Ricordavo ancora lo stupore di un tizio quando, sbucato in vetta rompendo una cornice, lo avevo quasi spaventato. Mi aveva poi osservato mentre recuperavo le corde. Velocemente… troppo velocemente. Quando dalla cornice di neve erano sbucati due capi liberi al poveretto era quasi venuto un infarto. Forse avrà pensato che mi ero perso il compagno di cordata lungo la via.
Fatti i primi metri su ghiaccio ero felice di constatare che le punte delle piccozze e dei ramponi entravano senza problemi in una sostanza bianca e solida. Condizioni perfette quindi.
Avevo ripetuto il tiro tre volte, come vuole la tecnica di auto-assicurazione comunemente accettata nel mondo alpinistico, ed avevo confermato dentro di me la decisione di proseguire slegato.
L’unica cosa che mi preoccupava era il peso dello zaino, che conteneva il materiale da bivacco ed il fornelletto, ma mi sentivo in ottime condizioni fisiche e soprattutto mentali.
Salivo lentamente ma senza soste, segno che la forma fisica non era stata compromessa dalle diverse ore di arrampicata al freddo. Fatti circa 200 metri slegato ero riuscito a scorgere distintamente sopra di me la cornice di vetta. Sporgeva per poco più di un metro, o almeno così mi sembrava.
Avevo deciso di continuare a salire senza assicurazione fino a quando avrei dovuto affrontare il passaggio finale. In quel momento avrei valutato la necessità di auto-assicurarmi.

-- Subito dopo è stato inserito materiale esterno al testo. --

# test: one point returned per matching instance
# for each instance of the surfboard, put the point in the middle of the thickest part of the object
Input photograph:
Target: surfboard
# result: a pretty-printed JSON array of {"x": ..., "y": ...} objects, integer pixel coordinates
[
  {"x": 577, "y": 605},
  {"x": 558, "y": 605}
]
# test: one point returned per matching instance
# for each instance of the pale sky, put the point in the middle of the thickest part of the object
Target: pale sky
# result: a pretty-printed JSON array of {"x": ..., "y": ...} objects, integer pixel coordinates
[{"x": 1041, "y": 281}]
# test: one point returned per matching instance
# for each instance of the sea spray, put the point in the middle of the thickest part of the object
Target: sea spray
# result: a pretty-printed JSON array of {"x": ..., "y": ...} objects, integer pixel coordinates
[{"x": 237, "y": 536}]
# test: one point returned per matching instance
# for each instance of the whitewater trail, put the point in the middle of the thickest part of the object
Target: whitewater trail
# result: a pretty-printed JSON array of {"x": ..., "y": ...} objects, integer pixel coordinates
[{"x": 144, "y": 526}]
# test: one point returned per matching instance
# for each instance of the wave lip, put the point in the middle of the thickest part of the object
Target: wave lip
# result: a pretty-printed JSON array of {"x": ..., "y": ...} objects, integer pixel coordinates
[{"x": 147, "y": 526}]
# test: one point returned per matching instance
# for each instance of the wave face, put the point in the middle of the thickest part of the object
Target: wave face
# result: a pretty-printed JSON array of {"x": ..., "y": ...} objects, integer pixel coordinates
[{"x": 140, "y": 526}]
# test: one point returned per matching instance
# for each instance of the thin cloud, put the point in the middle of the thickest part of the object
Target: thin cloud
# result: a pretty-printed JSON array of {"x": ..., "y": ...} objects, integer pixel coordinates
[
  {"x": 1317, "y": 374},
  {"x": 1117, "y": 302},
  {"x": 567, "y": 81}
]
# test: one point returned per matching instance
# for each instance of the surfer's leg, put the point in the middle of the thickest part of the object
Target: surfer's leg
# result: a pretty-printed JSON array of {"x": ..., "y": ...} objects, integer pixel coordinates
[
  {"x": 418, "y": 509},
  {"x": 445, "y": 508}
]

Avevo ripreso a salire quando, fatti pochi metri, avevo sentito il rumore di un’esplosione proveniente dall’alto.
Non poteva essere altro che la cornice soprastante, che stava franando verso il basso.
Non avevo tempo di pensare perché quel blocco di ghiaccio avesse deciso di crollare in una giornata così fredda, quando ogni cosa dovrebbe rimanere saldamente incollata alla parete.
Non avevo nemmeno guardato verso l’alto, e mi ero appiattito come potevo al pendio.
Avevo cercato di fissare le piccozze il più saldamente possibile nel ghiaccio, ed avevo chiuso i pugni sui due manici come non avevo mai fatto in precedenza.
Mentre le parole di “Il vagabondo stanco” mi risuonavano nelle orecchie, il primo blocco di ghiaccio aveva colpito lo zaino e mi aveva sbilanciato. Mentre il mio petto si allontanava dal bianco della parete un secondo pezzo di ghiaccio mi aveva preso in pieno volto, e tutto era diventato nero.
Capivo che stavo cadendo, inevitabilmente.
In meno di trenta secondi avevo ripercorso tutta la via, salita in nove ore, e mi ero spiaccicato alla base della parete.

Mi sono svegliato sudato, col respiro in affanno. Ho allungato la mano ed acceso la lampada sul comodino: l’orologio indica le tre e un quarto. Lo sapevo che non dovevo mangiare la pizza con i peperoni ieri sera, adesso ho una sete tremenda. E poi la combinazione di pizza e peperoni ha l’effetto di provocarmi strani sogni, questo almeno lo ricordo bene così ho potuto trascriverlo. Per il futuro ho un proposito: la sera si mangia leggero.


Fortunatamente tutti i fatti, pensieri, parole, opere ed omissioni descritti in questo racconto
sono frutto della mia fantasia malata. Il nome della montagna è la storpiatura del vero
nome di una delle più maestose cime del gruppo del Monte Bianco, che non ho mai avuto
il coraggio di affrontare.
Mi scuso se con queste righe ho urtato la sensibilità di qualcuno, e spero che qualcun altro
invece le abbia apprezzate. E se invece non vi sono piaciute, cazzi vostri.